In this final session hosted in partnership with the Royal Economic Society, the speakers talked about the new techniques and resources that can improve the teaching of econometrics. Our first speakers were Joshua Angrist from MIT and Steve Pischke from LSE, who presented their unique Example First Approach. On a strong note, Pischke highlighted that econometric courses often lack focus on real-world issues and rely on theoretical models too much. As a result of this, students frequently fail to absorb the content and apply it to their future jobs. As a way to deal with this, he suggested an Example First Approach that makes the content easier to digest. To do this, he usually introduces real-world research before introducing abstract concepts. In my opinion, by posing examples of real-world problems first, such a method gives students a strong motivation to investigate the solution, and I think that it is with such motivation that students will find it easiest to digest theoretical content.

Along similar lines, Amanda Gregg from Middlebury College mentioned that theoretical concepts prove to be difficult for many students to internalise, and more often than not, these theoretical concepts interact with each other in many models. Facing this, Gregg used simulations in her classrooms to improve teaching. In this session, she illustrated the relationship between the central limit theorem and standard normal distribution by using simulations. In my opinion, such a method allows students to explore the concept in an interactive way, helps to cement foundational concepts, and it ensures the understanding of future material.

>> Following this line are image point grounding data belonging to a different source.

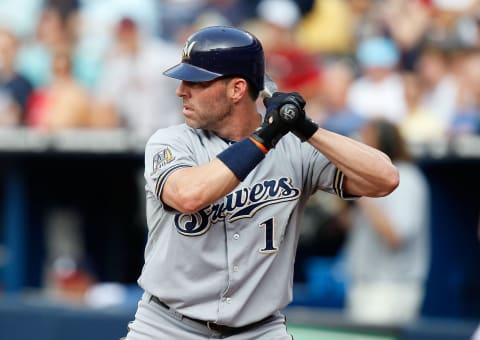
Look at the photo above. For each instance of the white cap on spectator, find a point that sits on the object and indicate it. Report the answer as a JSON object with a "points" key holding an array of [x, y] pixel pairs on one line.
{"points": [[284, 13]]}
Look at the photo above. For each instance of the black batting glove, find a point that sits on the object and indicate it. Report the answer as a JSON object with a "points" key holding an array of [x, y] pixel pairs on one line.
{"points": [[289, 107], [271, 130]]}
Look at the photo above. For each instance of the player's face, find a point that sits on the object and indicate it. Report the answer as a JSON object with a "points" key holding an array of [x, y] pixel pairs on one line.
{"points": [[205, 104]]}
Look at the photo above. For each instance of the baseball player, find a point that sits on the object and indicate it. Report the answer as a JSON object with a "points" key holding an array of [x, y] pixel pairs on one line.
{"points": [[225, 194]]}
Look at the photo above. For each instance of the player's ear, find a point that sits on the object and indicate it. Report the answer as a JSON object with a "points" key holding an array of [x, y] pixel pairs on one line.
{"points": [[237, 88]]}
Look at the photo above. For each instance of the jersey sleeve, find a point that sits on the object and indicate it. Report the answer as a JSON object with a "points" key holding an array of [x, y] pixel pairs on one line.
{"points": [[322, 174], [166, 151]]}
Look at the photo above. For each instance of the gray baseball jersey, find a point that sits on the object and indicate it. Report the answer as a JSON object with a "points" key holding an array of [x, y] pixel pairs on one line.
{"points": [[231, 262]]}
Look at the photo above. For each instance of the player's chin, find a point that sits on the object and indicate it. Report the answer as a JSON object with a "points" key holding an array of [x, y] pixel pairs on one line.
{"points": [[192, 122]]}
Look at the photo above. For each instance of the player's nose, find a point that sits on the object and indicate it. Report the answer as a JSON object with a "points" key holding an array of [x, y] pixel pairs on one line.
{"points": [[182, 89]]}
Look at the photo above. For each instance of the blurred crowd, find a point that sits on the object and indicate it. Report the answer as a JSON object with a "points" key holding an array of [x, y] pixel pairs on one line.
{"points": [[99, 64]]}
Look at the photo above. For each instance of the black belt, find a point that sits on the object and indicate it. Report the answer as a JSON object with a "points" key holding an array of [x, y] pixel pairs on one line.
{"points": [[226, 330]]}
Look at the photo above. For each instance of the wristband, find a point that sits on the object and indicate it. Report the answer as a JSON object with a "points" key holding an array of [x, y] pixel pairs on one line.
{"points": [[242, 157]]}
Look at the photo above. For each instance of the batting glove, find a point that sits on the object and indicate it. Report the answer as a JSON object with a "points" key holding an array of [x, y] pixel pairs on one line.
{"points": [[289, 108]]}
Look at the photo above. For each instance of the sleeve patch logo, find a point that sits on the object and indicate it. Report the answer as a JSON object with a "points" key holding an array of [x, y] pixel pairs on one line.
{"points": [[161, 159]]}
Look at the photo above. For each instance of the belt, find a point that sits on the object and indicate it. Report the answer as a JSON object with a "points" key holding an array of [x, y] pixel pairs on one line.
{"points": [[222, 329]]}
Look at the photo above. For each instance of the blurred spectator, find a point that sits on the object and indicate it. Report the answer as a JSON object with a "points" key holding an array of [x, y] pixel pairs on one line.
{"points": [[420, 124], [290, 66], [328, 28], [337, 115], [440, 87], [466, 118], [63, 103], [20, 22], [407, 22], [95, 31], [453, 24], [15, 89], [378, 92], [387, 247], [36, 54], [132, 90]]}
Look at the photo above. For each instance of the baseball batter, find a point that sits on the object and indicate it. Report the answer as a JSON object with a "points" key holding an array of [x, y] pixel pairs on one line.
{"points": [[225, 194]]}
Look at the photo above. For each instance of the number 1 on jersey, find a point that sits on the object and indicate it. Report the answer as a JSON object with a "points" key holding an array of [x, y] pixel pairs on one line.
{"points": [[270, 246]]}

Similarly, George Orlov from Cornell University presented two innovative types of classroom activities that help content absorption: invention activity and sense-making activity. On the one hand, the invention activity exposes students to a complicated problem that’s based on a concept that has not been mentioned yet in the course. To illustrate such activity, he elaborates on the example of an invention activity based on regression discontinuity IA. On the other hand, the sense-making activities first introduce the students to a concept and then provide contrasting examples that showcase the concept in action and how it interacts with students’ pre-existing knowledge. Quite similar to the Example First Approach mentioned before, this method was really effective in eliciting my inner curiosity, and it also made abstract concepts easier to digest.

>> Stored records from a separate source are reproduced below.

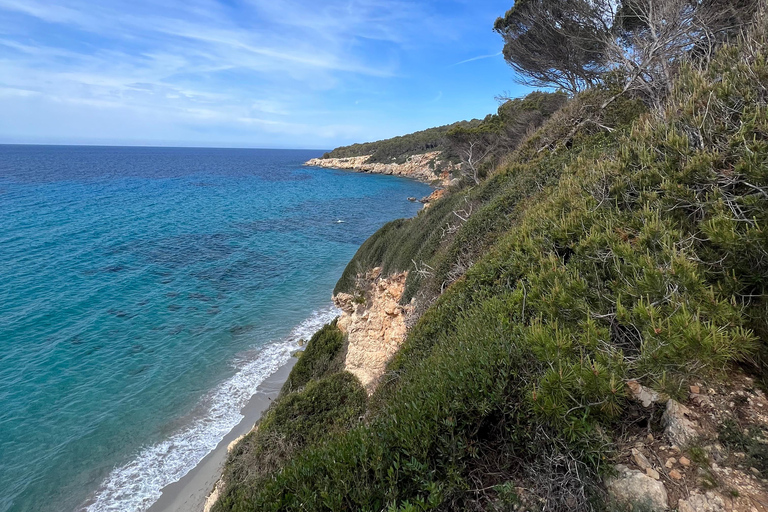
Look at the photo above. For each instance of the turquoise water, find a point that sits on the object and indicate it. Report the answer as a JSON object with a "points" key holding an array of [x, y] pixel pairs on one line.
{"points": [[145, 293]]}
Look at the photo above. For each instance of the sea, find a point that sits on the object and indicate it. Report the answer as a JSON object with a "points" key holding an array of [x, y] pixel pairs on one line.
{"points": [[144, 295]]}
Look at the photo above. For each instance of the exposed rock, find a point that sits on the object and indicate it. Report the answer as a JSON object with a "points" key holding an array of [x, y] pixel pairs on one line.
{"points": [[679, 429], [652, 473], [635, 488], [640, 459], [420, 167], [710, 502], [375, 324], [642, 394], [213, 497]]}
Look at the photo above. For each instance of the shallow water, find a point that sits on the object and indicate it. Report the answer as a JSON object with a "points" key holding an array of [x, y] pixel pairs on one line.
{"points": [[144, 295]]}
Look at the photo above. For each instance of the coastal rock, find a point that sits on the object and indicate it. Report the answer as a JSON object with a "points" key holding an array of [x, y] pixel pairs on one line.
{"points": [[709, 502], [420, 167], [679, 429], [642, 394], [375, 324], [637, 489]]}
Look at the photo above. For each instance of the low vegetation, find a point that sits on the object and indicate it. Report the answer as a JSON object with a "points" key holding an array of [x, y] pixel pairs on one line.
{"points": [[622, 239], [398, 149]]}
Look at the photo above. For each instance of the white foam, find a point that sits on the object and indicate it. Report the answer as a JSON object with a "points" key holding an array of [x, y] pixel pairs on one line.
{"points": [[135, 486]]}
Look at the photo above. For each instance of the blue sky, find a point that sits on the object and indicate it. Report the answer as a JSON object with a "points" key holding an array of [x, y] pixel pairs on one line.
{"points": [[244, 73]]}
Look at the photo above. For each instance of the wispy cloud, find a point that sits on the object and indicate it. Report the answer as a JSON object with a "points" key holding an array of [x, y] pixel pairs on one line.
{"points": [[265, 69], [479, 57]]}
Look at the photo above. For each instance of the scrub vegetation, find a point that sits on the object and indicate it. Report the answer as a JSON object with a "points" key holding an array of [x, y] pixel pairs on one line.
{"points": [[624, 238]]}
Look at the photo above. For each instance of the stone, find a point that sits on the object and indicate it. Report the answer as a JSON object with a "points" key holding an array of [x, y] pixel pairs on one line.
{"points": [[710, 502], [679, 429], [635, 488], [640, 459], [420, 167], [376, 329], [642, 394]]}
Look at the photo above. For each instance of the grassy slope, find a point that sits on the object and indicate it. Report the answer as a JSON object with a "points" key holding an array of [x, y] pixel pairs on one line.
{"points": [[640, 253], [398, 149]]}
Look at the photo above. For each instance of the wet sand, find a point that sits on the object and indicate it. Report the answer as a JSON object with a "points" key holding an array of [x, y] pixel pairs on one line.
{"points": [[189, 493]]}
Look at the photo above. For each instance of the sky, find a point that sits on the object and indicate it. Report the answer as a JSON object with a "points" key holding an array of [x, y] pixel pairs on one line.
{"points": [[245, 73]]}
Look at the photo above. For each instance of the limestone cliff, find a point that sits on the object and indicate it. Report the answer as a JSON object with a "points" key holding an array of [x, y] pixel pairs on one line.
{"points": [[420, 167], [375, 323]]}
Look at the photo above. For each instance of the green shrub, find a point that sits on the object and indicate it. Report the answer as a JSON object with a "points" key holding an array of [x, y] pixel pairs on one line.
{"points": [[324, 354], [309, 417], [595, 257]]}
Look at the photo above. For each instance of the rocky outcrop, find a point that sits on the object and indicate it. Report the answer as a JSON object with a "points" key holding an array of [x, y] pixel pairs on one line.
{"points": [[374, 322], [680, 430], [709, 502], [420, 167], [631, 487]]}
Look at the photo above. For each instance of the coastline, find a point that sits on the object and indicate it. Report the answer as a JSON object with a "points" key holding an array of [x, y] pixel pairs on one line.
{"points": [[419, 167], [191, 492]]}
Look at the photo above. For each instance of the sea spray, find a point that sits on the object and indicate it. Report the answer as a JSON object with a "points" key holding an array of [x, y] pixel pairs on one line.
{"points": [[135, 486]]}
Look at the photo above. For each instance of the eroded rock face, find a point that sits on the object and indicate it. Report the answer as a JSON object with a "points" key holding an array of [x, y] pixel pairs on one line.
{"points": [[375, 324], [419, 167], [709, 502], [635, 488], [679, 428]]}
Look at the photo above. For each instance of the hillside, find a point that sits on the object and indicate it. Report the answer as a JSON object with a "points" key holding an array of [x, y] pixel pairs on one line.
{"points": [[398, 149], [583, 321]]}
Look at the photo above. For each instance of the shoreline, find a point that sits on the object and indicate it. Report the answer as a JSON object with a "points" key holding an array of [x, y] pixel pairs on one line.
{"points": [[190, 493], [419, 167]]}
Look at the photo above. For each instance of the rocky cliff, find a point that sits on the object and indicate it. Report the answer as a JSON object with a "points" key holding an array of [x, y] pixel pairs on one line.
{"points": [[420, 167], [375, 323]]}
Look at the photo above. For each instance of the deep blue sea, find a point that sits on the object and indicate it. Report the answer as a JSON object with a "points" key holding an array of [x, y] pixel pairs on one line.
{"points": [[144, 295]]}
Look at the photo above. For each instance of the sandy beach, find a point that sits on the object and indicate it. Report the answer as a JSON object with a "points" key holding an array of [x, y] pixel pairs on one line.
{"points": [[189, 493]]}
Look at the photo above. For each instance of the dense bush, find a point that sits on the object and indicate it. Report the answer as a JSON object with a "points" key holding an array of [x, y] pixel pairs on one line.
{"points": [[323, 355], [595, 256], [309, 417]]}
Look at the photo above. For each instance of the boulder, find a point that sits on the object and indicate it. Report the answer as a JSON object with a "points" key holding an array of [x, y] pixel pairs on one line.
{"points": [[710, 502], [679, 428], [642, 394], [634, 488]]}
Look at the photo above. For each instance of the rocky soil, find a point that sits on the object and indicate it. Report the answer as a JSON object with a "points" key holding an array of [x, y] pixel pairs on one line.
{"points": [[709, 454], [420, 167], [375, 323]]}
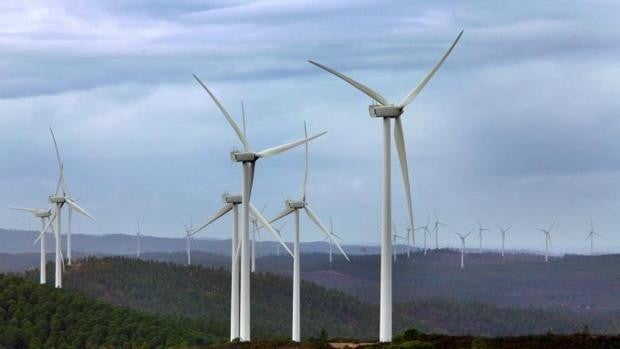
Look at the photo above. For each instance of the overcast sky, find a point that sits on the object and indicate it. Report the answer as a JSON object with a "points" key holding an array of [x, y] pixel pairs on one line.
{"points": [[520, 126]]}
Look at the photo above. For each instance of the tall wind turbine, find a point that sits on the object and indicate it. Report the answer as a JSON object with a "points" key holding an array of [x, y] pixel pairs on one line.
{"points": [[436, 226], [188, 239], [59, 199], [388, 111], [481, 230], [248, 158], [503, 232], [295, 206], [138, 238], [547, 240], [231, 203], [44, 215], [463, 237], [591, 234]]}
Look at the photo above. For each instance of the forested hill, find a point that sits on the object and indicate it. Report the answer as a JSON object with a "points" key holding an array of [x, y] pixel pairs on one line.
{"points": [[36, 316], [204, 293]]}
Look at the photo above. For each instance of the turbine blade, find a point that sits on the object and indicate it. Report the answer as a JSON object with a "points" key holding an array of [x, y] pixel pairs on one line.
{"points": [[76, 207], [305, 164], [215, 217], [322, 227], [414, 93], [399, 138], [231, 121], [281, 215], [284, 147], [32, 210], [266, 224], [365, 89], [47, 226]]}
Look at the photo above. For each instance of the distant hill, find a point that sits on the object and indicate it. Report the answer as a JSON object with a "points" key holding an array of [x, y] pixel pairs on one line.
{"points": [[203, 294], [33, 316], [17, 241]]}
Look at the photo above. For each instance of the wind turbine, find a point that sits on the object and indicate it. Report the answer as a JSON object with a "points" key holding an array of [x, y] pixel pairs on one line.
{"points": [[463, 237], [255, 233], [295, 206], [59, 199], [248, 158], [503, 232], [436, 229], [188, 238], [231, 203], [388, 111], [138, 237], [547, 240], [591, 234], [44, 215], [481, 229]]}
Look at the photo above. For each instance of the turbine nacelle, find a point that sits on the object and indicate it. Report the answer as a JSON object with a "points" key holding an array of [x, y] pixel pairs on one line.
{"points": [[57, 199], [243, 156], [231, 199], [385, 111], [295, 204]]}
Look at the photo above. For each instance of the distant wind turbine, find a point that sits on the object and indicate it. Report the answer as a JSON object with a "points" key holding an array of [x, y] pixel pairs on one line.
{"points": [[503, 232], [462, 237], [591, 234], [547, 240], [248, 158], [436, 226], [388, 111], [44, 215], [59, 199], [481, 230]]}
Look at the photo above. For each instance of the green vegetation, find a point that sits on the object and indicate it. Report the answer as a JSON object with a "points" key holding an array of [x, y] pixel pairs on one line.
{"points": [[38, 316], [204, 294]]}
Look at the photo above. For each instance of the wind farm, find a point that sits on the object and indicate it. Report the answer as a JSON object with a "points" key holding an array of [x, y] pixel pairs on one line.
{"points": [[314, 247]]}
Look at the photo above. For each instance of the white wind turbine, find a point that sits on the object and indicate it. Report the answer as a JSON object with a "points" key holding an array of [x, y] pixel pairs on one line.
{"points": [[388, 111], [547, 240], [231, 203], [295, 206], [463, 237], [591, 234], [188, 239], [138, 238], [59, 199], [248, 158], [44, 215], [481, 230], [436, 226], [503, 232], [255, 234]]}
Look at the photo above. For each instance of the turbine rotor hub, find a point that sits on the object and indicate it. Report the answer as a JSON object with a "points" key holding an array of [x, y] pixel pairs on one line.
{"points": [[384, 111]]}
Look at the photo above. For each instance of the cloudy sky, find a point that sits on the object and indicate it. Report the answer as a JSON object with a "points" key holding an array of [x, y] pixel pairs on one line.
{"points": [[520, 126]]}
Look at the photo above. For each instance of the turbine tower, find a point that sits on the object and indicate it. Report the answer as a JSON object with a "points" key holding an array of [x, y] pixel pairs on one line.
{"points": [[188, 238], [59, 199], [248, 158], [481, 230], [547, 240], [138, 238], [436, 226], [463, 237], [591, 234], [44, 215], [503, 232], [295, 206], [387, 111], [231, 203]]}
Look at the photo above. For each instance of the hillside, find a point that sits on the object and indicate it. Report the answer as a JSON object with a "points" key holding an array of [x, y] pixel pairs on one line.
{"points": [[33, 315], [203, 294]]}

Apart from knowing how to better teach econometrics, it is possible for staff to use econometrics and data to learn more about their classrooms. I believe that more often than not, lecturers fail to realise the mood in the classroom and pursue either of these two options: continue teaching nevertheless or ask if there is any doubt in an intimidating way, to which almost no student responds. Besides, I believe that if any questions are asked in those instances, they usually come from the hand-raisers and those that understood the material better. As a solution to these scenarios, Teddy Svoronos, a Lecturer from Harvard Kennedy School showed how he used polls and other techniques to investigate his classrooms. Thanks to this, he was able to tweak content accordingly and enhance his teaching. Particularly, he mentioned Teachly, a website used at Harvard that allowed him to track participation dynamics in the classroom and also helped him to create an inclusive learning environment.

Paul Samuelson once defined econometrics as ‘the quantitative analysis of actual economic phenomena based on the concurrent development of theory and observation related by appropriate methods of inference’. As such, this course is often the most challenging course for many students, and the new practices presented here in TeachECONference can work as a guide for teachers around the world to improve the teaching of econometrics.